The Saturday after Thanksgiving, breezy T-shirt weather in Claremont, I took a leisurely half-hour stroll to the Laemmle in the new expansion of The Village. Walking along the plush carpet of kelly green grass that stretches across Pomona College, dry leaves crunching under my shoes, I absorbed the beautiful day around me, almost regretting my choice to go sit in a dark room for a couple of hours in the middle of the afternoon. But I also was getting in to the perfect mood to be watching a sweet story about a family that finds itself through the bonds of music.
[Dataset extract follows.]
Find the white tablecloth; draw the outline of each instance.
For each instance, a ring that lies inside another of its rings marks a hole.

I was kind of...really wrong. I think I'd have been better off enjoying a smoothie while sitting outside, or at least doing something productive if I was going to be indoors all afternoon. Something about this movie really rubbed me the wrong way, and it was a shame to be so disappointed by it. It is, of course, possible for a movie to be sweet and meaningful without being...boring; Keri Russel's last starring turn in Waitress proved this. Unfortunately, too much of August Rush is slow, unbelievable, or creepy to allow the sweet moments to shine through.

Jonathan Rhys Meyers and Keri Russell certainly were the most enjoyable people to watch in this film (not just because they're both insanely beautiful people), and even their scenes were sometimes so over-the-top treacle sweet that I expected Hector Elizondo to pop up out of nowhere. I was expecting that Terence Howard and Freddie Highmore might be given more of an opportunity to shine, as well, but instead, it was as if what their best scenes might have been had been edited out. Robin Williams was just creepy, and I kind of want to rent One Hour Photo and Insomnia just to see if this is just how he is onscreen nowadays.
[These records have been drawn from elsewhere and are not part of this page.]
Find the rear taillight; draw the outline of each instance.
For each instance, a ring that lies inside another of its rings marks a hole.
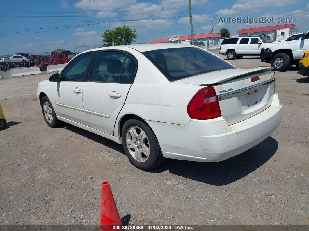
[[[209,86],[199,90],[189,102],[187,111],[192,119],[208,119],[221,116],[214,89]]]

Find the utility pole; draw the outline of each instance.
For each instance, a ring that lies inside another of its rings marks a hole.
[[[215,45],[215,40],[214,40],[214,19],[213,19],[213,21],[214,21],[214,26],[213,27],[213,28],[214,29],[214,30],[213,31],[213,33],[214,33],[214,40],[213,42],[213,45]]]
[[[191,44],[194,45],[194,31],[192,23],[192,12],[191,10],[191,0],[189,0],[189,12],[190,14],[190,25],[191,26]]]

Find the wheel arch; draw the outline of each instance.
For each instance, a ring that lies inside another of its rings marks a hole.
[[[123,128],[123,125],[125,124],[126,122],[128,120],[130,119],[137,119],[139,120],[141,120],[144,123],[145,123],[149,128],[154,133],[154,132],[152,130],[152,129],[151,128],[151,127],[149,126],[149,125],[145,121],[142,117],[139,116],[137,115],[136,115],[133,114],[127,114],[125,115],[124,115],[120,119],[119,119],[119,122],[118,122],[118,124],[117,126],[117,130],[116,130],[115,129],[115,131],[116,131],[118,133],[118,135],[119,138],[120,138],[121,137],[121,133],[122,132],[122,129]],[[117,134],[115,134],[115,136],[117,136]]]
[[[294,60],[294,58],[293,57],[293,53],[292,52],[292,50],[289,49],[280,49],[275,51],[273,52],[273,58],[276,55],[281,53],[286,54],[289,56],[291,60]]]

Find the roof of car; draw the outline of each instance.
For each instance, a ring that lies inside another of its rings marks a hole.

I feel like this movie aimed way too high in trying to convey love of music to the audience, at the expense of believability in the characters and scenarios. Case in point: the first time the title character sees sheet music - ever - he masters the piano and the organ. My eyes rolled out of my head and had to be persuaded to jump back in their sockets after that. I guess this might be a good movie for kids, but otherwise, I think it can be avoided. If you want a touching movie, I would certainly recommend Waitress, which just came out on DVD, or the incredible What Dreams May Come, in which both Robin Williams and Cuba Gooding, Jr. are stellar (I know, right?).

2 comments:

catskillflash said...

I'm glad that I read this review before going out of my way and paying to see the movie. I'll be pleased to shine it on for now and wait until it appears on HBO next year!

Anonymous said...

That whole Filmore East living situation was extremely creepy. You knew it wasn't going to be the kind of movie to overtly state the whys and hows of that, or even suggest at it, but that made it all the worse.

Robin Williams though was surpringly not terrible at Wizard. It's a terrible character and I expected him to be the ridiculous manic guy he usually is. But was manged to hold it together (mostly) without manifesting the lifless depressive guy he becomes in his "serious" roles (like in The Night Listener.)

I didn't have such trouble with Evan/August figuring out sheet music in seconds, but was he in an Amish orphanage for eleven years? How had he never seen anyone play an instrument before?

Poor kid though. I for one would not be so unwaveringly happy if I had Stomp performing in my head constantly.